GPU Acceleration with Python#
GPU vs. CPU: When and Why to Use GPUs#
Understanding the differences:
A CPU (Central Processing Unit) focuses on versatility and efficiency with a few powerful cores optimized for sequential execution and complex tasks. It excels at operations requiring decision-making, such as control flow or branching.
In contrast, a GPU (Graphics Processing Unit) contains thousands of smaller cores designed to perform many tasks simultaneously.
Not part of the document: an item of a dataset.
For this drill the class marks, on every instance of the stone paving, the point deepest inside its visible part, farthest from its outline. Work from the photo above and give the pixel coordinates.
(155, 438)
Its strength lies in parallel execution, which makes it ideal for workloads that involve processing large datasets with repetitive operations, like matrix multiplications or element-wise computations.
Use cases for GPUs:
Training neural networks: Deep learning frameworks, such as TensorFlow and PyTorch, leverage GPUs to train models faster by distributing operations over many cores.
Data analysis and scientific computing: GPUs shine when dealing with large datasets that require linear algebra operations, such as matrix inversions or eigenvalue decompositions.
Image and video processing: Tasks like image classification, object detection, and video encoding rely on pixel-level operations, which map well to GPU architectures.
Limitations of GPUs:
GPUs struggle with tasks that are inherently sequential, such as algorithms with many conditional branches or unpredictable memory access patterns.
Some workloads, such as database queries or text processing, may not benefit from GPUs because these tasks are I/O-bound or latency-sensitive and require more control logic than raw parallelism.
Performance considerations:
While GPUs can massively accelerate computation, data transfer between CPU and GPU memory can become a bottleneck. Minimizing these transfers is essential for performance.
On-GPU computation should be maximized by batching operations and keeping as much data in GPU memory as possible. Use libraries that optimize memory management, such as CUDA for Nvidia GPUs or ROCm for AMD GPUs, to avoid unnecessary overhead.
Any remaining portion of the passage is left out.